To: muawiyah
Recalling that the skies were much clearer in ancient times than they are today, What??? With that antediluvian sphere of water up there???
some people (not all) could see the rings as if they were horns, or a scythe.
I rather doubt that, no human eye has the angular resolution needed to resolve that fine a detail.
I'd be more inclined to believe that an even more ancient civilization invented the telescope. Sadly that would push civilization back further than 4004 BC. Far enough back that not only were all physical examples of a telescopes lost, but the very concept of telescopes was forgotten.
308 posted on
09/13/2006 8:32:16 PM PDT by
null and void
(Islamic communities belong in Islamic countries.- Eric in the Ozarks)
To: null and void
Since the telescope was invented in Middleburg Nederland some time in the 1400s, we know the ancients did not, in fact, have telescopes.
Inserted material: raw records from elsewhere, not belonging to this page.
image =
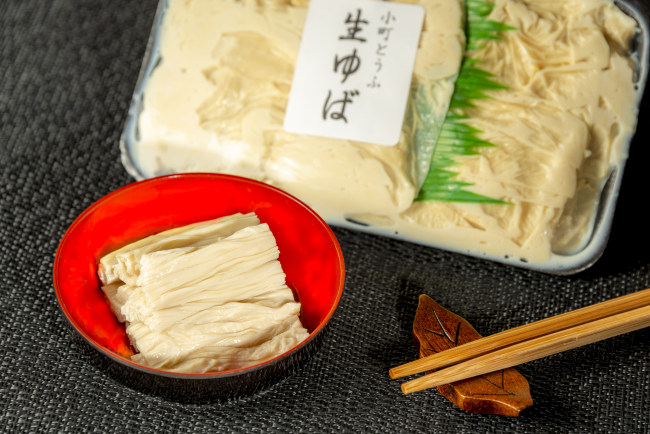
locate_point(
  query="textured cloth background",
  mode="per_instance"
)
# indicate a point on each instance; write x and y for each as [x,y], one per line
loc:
[67,73]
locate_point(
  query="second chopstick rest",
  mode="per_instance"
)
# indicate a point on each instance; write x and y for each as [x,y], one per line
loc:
[505,392]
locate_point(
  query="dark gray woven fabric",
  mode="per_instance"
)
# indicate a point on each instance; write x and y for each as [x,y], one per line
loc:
[67,73]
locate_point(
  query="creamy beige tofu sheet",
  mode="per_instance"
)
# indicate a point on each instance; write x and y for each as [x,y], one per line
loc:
[570,108]
[217,99]
[205,297]
[216,103]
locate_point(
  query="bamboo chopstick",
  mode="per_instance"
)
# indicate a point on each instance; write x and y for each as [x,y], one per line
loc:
[526,332]
[536,348]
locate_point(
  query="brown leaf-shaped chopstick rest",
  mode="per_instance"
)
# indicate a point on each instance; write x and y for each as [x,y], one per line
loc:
[504,392]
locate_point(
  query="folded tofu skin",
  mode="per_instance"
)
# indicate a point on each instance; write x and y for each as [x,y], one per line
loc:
[206,297]
[564,114]
[216,103]
[570,107]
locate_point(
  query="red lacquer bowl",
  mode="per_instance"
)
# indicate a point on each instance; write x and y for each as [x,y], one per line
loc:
[309,253]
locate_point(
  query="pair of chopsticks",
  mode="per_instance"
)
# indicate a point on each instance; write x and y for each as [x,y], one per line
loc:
[529,342]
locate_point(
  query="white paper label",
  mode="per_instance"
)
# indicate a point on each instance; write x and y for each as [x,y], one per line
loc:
[354,70]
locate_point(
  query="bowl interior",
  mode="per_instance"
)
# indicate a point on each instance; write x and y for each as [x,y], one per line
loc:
[309,252]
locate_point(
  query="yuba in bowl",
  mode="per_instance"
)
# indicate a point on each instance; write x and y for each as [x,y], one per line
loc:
[310,257]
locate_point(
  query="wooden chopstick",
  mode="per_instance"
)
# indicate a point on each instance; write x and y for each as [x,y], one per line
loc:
[526,332]
[536,348]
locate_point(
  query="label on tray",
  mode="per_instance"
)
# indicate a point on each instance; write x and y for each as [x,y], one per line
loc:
[354,69]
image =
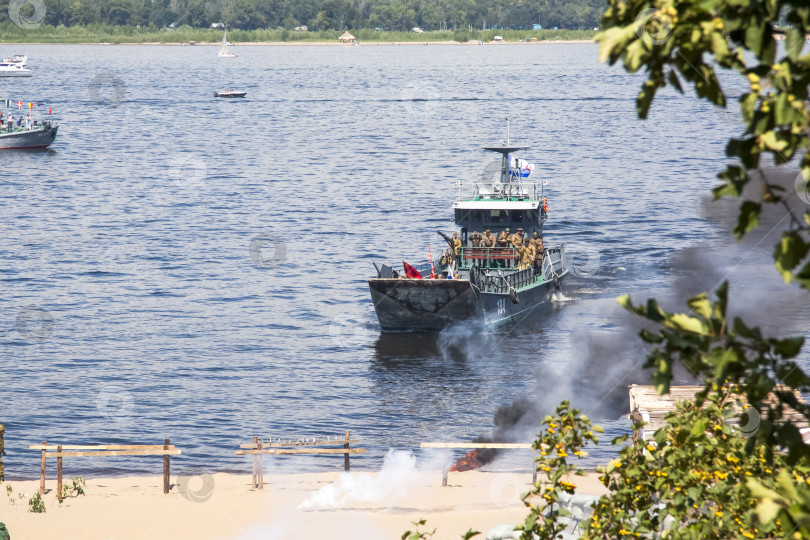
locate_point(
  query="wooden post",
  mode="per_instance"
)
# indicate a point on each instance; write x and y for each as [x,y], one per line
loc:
[346,455]
[254,481]
[59,473]
[166,468]
[42,470]
[261,469]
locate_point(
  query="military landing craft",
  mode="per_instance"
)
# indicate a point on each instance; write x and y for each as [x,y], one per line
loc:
[490,286]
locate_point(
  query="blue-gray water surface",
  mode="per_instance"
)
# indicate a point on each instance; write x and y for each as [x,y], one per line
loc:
[178,266]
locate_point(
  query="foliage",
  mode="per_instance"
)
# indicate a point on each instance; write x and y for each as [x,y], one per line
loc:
[707,345]
[337,15]
[564,434]
[129,34]
[416,534]
[690,481]
[36,504]
[686,40]
[74,489]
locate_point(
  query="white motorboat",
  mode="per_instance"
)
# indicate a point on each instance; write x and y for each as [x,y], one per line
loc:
[17,59]
[223,48]
[13,69]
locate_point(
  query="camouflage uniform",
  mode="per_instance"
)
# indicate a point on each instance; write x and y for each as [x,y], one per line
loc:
[504,239]
[2,452]
[539,249]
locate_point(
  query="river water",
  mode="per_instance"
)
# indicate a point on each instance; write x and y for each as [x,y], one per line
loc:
[178,266]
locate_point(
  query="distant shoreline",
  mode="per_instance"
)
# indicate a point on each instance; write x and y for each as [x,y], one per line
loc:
[320,43]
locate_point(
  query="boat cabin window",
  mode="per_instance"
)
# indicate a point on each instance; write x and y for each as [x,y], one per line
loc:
[469,217]
[498,217]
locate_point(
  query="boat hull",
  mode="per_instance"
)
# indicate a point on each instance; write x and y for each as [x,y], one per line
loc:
[430,305]
[35,138]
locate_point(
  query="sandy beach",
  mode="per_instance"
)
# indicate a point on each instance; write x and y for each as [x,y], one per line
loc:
[329,505]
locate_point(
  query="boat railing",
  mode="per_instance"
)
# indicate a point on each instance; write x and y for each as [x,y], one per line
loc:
[515,190]
[553,263]
[488,257]
[495,281]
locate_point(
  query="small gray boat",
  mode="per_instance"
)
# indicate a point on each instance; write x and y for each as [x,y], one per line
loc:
[41,135]
[490,285]
[229,93]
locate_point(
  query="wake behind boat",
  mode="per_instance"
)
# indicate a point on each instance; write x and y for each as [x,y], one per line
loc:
[229,93]
[10,68]
[494,278]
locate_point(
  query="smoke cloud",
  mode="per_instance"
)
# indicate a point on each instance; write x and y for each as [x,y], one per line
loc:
[604,363]
[394,479]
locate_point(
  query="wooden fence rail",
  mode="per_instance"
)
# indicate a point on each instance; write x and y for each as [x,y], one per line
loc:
[479,446]
[60,451]
[282,446]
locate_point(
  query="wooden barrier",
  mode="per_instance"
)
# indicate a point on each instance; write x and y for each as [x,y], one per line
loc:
[479,446]
[281,446]
[101,450]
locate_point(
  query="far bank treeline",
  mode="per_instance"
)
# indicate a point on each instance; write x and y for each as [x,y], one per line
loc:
[317,15]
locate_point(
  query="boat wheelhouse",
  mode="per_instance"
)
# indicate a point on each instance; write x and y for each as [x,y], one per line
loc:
[41,135]
[490,285]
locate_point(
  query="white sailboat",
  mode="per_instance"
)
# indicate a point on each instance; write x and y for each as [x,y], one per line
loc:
[223,48]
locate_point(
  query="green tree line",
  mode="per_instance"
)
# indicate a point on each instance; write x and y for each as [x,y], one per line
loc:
[317,15]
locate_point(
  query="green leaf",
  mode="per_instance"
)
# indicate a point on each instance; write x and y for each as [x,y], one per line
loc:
[788,347]
[794,41]
[699,427]
[767,510]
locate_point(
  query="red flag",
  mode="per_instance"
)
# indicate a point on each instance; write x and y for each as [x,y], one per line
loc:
[410,271]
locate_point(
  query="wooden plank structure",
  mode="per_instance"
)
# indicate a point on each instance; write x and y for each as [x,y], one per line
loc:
[646,405]
[478,446]
[290,446]
[101,450]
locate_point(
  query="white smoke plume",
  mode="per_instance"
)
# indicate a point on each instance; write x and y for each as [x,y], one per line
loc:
[394,479]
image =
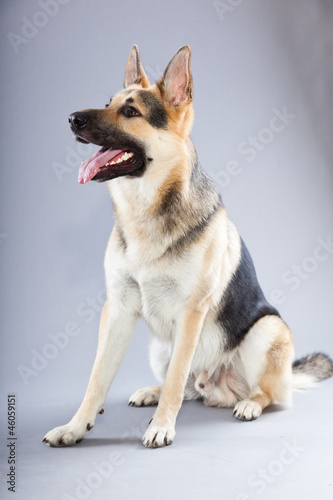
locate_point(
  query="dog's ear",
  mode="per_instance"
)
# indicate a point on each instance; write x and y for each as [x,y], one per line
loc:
[134,72]
[176,83]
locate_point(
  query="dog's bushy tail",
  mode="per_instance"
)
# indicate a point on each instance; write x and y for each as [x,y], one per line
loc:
[311,369]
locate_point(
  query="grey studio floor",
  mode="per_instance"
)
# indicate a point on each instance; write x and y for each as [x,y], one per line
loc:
[285,454]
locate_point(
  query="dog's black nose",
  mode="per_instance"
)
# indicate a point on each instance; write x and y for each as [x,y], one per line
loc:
[78,120]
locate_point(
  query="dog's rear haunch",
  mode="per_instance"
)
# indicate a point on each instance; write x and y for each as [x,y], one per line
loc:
[176,259]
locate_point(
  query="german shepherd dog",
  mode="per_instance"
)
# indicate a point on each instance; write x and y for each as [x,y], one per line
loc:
[176,259]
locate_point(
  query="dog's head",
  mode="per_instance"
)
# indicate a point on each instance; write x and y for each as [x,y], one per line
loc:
[141,125]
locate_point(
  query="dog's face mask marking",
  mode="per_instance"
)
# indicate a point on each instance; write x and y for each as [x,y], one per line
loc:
[134,115]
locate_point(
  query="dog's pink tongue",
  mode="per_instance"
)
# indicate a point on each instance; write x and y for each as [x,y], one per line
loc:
[90,167]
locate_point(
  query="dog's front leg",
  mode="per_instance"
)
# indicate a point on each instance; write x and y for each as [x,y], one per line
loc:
[115,333]
[161,430]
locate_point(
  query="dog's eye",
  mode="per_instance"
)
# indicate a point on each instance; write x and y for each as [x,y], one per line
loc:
[130,111]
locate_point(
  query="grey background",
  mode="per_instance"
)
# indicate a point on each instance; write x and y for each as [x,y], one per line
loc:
[247,61]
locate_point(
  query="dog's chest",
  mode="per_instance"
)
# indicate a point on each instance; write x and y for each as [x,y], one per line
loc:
[163,299]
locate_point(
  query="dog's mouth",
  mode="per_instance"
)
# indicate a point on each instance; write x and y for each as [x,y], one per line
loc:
[109,163]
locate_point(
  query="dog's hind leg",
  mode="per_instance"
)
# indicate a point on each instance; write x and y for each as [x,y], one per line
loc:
[270,340]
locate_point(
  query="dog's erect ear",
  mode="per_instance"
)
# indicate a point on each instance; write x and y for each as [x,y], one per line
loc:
[134,72]
[176,82]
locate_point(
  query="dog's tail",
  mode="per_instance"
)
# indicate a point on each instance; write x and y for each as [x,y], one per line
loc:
[311,369]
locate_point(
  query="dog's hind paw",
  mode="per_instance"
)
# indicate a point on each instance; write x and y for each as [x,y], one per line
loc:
[247,410]
[145,397]
[66,435]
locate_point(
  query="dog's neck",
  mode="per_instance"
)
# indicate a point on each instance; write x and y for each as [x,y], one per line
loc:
[163,203]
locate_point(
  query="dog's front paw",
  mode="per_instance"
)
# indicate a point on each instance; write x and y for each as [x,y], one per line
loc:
[157,436]
[66,435]
[247,410]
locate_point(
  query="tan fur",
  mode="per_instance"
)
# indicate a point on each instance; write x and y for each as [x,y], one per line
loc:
[176,259]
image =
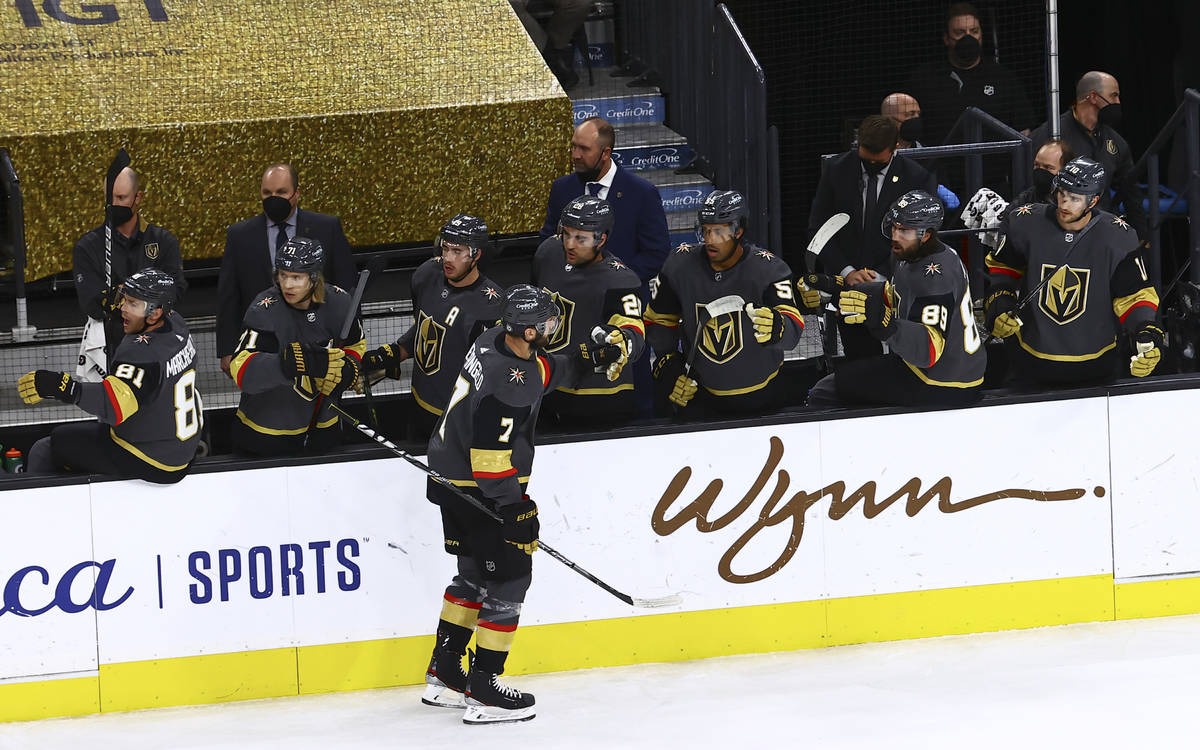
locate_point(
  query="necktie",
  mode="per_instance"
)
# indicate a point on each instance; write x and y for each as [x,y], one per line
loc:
[869,204]
[281,239]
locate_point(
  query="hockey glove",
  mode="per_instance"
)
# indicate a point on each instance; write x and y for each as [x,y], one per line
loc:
[768,324]
[388,357]
[618,337]
[874,304]
[1149,342]
[41,384]
[521,525]
[999,315]
[342,373]
[297,359]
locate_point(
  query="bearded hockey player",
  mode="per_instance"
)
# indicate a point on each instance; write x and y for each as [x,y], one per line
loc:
[484,444]
[736,355]
[593,289]
[453,304]
[924,315]
[1084,277]
[148,406]
[291,360]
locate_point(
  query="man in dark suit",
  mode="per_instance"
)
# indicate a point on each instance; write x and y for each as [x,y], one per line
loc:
[249,261]
[640,231]
[640,225]
[863,183]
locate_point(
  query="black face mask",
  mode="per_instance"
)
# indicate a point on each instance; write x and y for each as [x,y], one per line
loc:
[1042,180]
[119,214]
[276,208]
[912,130]
[873,168]
[966,49]
[1110,115]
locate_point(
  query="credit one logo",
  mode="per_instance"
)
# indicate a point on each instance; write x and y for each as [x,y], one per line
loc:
[29,593]
[90,13]
[263,571]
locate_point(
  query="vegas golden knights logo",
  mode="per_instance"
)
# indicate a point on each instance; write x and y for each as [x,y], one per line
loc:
[561,337]
[721,336]
[430,335]
[1065,297]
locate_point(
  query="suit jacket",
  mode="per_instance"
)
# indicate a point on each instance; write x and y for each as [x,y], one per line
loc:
[840,190]
[640,226]
[246,268]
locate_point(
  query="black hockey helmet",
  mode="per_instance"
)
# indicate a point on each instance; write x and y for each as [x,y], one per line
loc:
[589,214]
[465,229]
[1081,175]
[724,207]
[155,287]
[527,306]
[915,210]
[301,255]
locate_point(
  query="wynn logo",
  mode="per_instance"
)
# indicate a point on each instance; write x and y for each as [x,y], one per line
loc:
[792,509]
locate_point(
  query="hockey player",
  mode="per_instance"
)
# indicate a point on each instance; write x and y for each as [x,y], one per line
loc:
[1095,279]
[592,288]
[291,360]
[737,355]
[453,304]
[924,315]
[484,443]
[150,413]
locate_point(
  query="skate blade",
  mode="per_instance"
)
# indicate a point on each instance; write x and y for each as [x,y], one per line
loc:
[443,697]
[491,714]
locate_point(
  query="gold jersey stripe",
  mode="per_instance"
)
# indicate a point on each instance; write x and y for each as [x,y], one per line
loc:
[738,391]
[484,461]
[1062,358]
[1122,305]
[929,381]
[137,453]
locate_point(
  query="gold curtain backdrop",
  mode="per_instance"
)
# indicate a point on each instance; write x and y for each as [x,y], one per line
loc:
[396,114]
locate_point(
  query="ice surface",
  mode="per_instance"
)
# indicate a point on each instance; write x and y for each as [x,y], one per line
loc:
[1129,684]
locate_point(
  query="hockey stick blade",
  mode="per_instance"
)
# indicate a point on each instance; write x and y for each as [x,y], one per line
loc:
[833,226]
[637,601]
On the other hand, your belief in the total uniformity of human visual accuity is highly disturbing. There is and has been substantial variation.
To: null and void
BTW, concerning the arrival of modern Iron Age man to North America, there's a really big problem on the East Coast ~ the soil is acidic enough that almost any chunk of iron (knife blades, ploughs, helmets, swords, guns) that fell into the soil 300 or 400 years ago is now gone ~ dissolved ~ ain't there no more.